На буквы «Х», «Ц», «Ч», «Ш», «Щ». С последней частью алфавита
определенные проблемы. Испробовал я только Элеонору и Эльвиру, Юлию, Яну.
А вот на эти проклятые шипящие согласные — загвоздка. Пробел. Где теперь
найти Цирцею, Харлампию, Хиврю? Бр-р-р. Какое ужасное имечко! С такой и в
постель не ляжешь. Разве что только где-нибудь за стогом. Есть балбесы,
которые тупо бьют числом, а я под интерес. С каждым новым именем оживаю.
Очередная Наташа или Ира, продублированные, мне уже не интересны и не
заводят. Нет пробуждения чувств.
— А эта Наташка-«стюардесса» какая в ряду?
— Шестая Наталья. Но тут, как говорится, не до выбора, а чтоб не усох и
не вышел из строя прибор. За инструментом необходимо следить и ухаживать!
И у меня к тебе сейчас большая просьба. Ты, я смотрю, газетку дочитал?
— Да. А что?
— Сходи, пожалуйста, в батальон, осмотри казармы, проверь наряд после
отбоя. Часика два погуляй. Думал, сегодня спокойно поспать, но что-то
кровь от этих воспоминаний забурлила, закипела. Интерес поднялся. Будь
так любезен — освободи помещение.
Я недовольно вздохнул, но принялся одеваться.
— Не обижайся, но тебе, Никифор Никофорыч, сейчас надо рыть носом землю!
Ты в двадцать пять лет достиг того, к чему я пришел после тридцати!
Работай! А я уже давно отдыхать должен. Знаешь, какое у меня «золотое
правило»? Пахать как папа Карло первый год службы, создать себе имя и
репутацию. После этого имя будет долго на тебя работать. Я вот сейчас
лишь процентов на тридцать напрягаюсь, а претензий ко мне никаких.
Механизм отлажен, крутится-вертится, коллектив сплочен и выдрессирован.
Теперь настала пора трудиться моим заместителям, сохранять тщательно
созданную структуру.
— Заместителям... Громко сказано. Замкомбата бронежилет к дверям прибил,
забаррикадировался и выходит из комнаты только поесть и облегчиться.
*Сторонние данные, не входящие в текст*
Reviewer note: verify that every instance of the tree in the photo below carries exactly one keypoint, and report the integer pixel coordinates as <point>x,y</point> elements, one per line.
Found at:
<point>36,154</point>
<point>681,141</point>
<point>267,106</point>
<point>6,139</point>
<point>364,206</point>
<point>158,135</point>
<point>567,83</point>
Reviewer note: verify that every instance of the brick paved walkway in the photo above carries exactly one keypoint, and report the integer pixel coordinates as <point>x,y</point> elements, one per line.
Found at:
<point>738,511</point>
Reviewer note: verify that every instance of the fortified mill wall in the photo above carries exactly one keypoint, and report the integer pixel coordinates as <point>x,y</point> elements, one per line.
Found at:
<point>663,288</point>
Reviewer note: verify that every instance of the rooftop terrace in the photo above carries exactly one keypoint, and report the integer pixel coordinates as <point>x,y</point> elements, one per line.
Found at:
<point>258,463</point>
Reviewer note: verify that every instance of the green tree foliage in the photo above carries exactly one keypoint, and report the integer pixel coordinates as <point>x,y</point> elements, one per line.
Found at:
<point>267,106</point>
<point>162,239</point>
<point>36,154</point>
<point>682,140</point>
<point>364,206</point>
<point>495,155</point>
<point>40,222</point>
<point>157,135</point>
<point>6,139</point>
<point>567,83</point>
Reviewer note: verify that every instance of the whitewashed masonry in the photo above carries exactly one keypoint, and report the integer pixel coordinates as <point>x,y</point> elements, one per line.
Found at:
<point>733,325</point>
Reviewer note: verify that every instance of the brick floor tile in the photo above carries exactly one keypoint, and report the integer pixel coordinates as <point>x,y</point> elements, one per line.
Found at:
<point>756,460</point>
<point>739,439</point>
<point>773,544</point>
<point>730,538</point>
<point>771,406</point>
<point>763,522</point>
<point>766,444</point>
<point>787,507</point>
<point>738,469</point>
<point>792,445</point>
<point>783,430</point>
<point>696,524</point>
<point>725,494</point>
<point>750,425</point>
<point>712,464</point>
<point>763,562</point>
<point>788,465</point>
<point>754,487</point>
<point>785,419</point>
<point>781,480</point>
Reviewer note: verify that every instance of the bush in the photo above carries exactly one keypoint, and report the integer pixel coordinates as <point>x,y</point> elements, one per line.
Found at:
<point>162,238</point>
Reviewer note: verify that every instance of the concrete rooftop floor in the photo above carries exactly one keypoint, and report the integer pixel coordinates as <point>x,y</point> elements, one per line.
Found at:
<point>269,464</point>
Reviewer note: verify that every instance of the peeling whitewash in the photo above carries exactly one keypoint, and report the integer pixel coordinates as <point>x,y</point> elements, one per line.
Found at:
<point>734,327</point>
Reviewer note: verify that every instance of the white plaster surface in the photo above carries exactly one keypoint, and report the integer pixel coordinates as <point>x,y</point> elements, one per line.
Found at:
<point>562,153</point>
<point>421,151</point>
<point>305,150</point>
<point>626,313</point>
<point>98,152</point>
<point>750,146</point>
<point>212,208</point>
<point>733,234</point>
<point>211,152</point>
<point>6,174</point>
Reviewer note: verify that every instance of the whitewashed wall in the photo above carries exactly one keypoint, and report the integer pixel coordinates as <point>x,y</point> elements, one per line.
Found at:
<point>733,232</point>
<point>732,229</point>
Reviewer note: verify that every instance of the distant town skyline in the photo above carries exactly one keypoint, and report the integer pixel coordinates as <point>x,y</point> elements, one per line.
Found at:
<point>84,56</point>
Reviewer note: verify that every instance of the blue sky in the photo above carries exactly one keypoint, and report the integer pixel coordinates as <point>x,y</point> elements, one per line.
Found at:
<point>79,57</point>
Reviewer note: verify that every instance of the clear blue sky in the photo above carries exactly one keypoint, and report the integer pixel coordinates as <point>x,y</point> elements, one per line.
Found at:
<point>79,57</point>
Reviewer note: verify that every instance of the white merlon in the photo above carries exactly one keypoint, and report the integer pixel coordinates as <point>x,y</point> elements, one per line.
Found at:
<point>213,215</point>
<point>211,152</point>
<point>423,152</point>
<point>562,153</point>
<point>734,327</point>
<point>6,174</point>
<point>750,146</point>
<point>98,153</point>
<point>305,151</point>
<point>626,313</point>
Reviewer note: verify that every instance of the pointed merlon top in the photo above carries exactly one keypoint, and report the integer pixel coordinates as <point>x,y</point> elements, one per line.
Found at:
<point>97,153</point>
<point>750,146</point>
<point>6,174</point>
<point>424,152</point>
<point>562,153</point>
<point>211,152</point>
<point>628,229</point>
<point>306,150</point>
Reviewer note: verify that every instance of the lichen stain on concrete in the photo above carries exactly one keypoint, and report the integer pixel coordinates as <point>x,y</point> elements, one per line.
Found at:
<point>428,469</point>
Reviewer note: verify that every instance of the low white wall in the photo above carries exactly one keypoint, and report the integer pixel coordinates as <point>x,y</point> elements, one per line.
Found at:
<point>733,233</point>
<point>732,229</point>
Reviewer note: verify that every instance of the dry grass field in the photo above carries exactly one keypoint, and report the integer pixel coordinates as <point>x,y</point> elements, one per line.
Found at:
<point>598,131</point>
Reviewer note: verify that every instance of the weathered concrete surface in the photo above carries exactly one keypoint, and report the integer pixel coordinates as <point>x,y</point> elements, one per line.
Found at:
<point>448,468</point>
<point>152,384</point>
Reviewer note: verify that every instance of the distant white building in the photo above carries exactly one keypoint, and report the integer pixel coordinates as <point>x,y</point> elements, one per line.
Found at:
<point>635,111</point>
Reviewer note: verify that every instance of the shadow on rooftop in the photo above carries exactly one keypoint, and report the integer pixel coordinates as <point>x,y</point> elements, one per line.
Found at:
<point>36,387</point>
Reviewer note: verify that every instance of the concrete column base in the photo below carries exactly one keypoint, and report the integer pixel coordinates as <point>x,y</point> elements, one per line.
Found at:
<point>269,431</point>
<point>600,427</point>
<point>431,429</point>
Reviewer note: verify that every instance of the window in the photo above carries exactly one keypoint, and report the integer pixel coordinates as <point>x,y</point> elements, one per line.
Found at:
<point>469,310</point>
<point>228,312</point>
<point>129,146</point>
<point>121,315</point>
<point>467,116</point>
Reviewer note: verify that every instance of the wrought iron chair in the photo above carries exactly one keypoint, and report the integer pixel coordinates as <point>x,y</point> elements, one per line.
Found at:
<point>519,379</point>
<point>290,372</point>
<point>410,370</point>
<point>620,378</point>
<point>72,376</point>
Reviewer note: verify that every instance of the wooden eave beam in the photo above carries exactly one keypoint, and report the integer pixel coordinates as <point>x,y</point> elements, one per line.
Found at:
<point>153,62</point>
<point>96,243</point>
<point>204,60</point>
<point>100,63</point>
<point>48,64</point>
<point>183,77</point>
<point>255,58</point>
Начальника штаба после госпиталя и отпуска до Нового года не увидим. Зам
по тылу себе новую должность обхаживает, а зампотех не расстается с
гитарой и творит сонеты.
— Вот тебе и флаг в руки! Зарабатывай авторитет на новой должности. Ты,
конечно, имя уже немного себе сделал, но в основном, как «боевик», а не
как воспитатель и замкомбата. Иди, трудись! И не стесняйся. Если вдруг
понадобится освободить комнату, намекни — сразу уступлю поле битвы, пойду
проверять наряд и караул.
— Спасибо за заботу! — Я вздохнул и вышел из комнаты, застегивая куртку
на ходу.
* * *
В казарме буянил Бугрим. Разведвзвод был построен в коридоре у каптерок в
одну шеренгу, все стояли, потупив взоры. Прапорщик держал за грудки двоих
бойцов и тряс так, что они ударялись друг о друга головами, при этом он
что-то грозно говорил сквозь зубы.
— Виктор! В чем дело? — спросил я, хмурясь.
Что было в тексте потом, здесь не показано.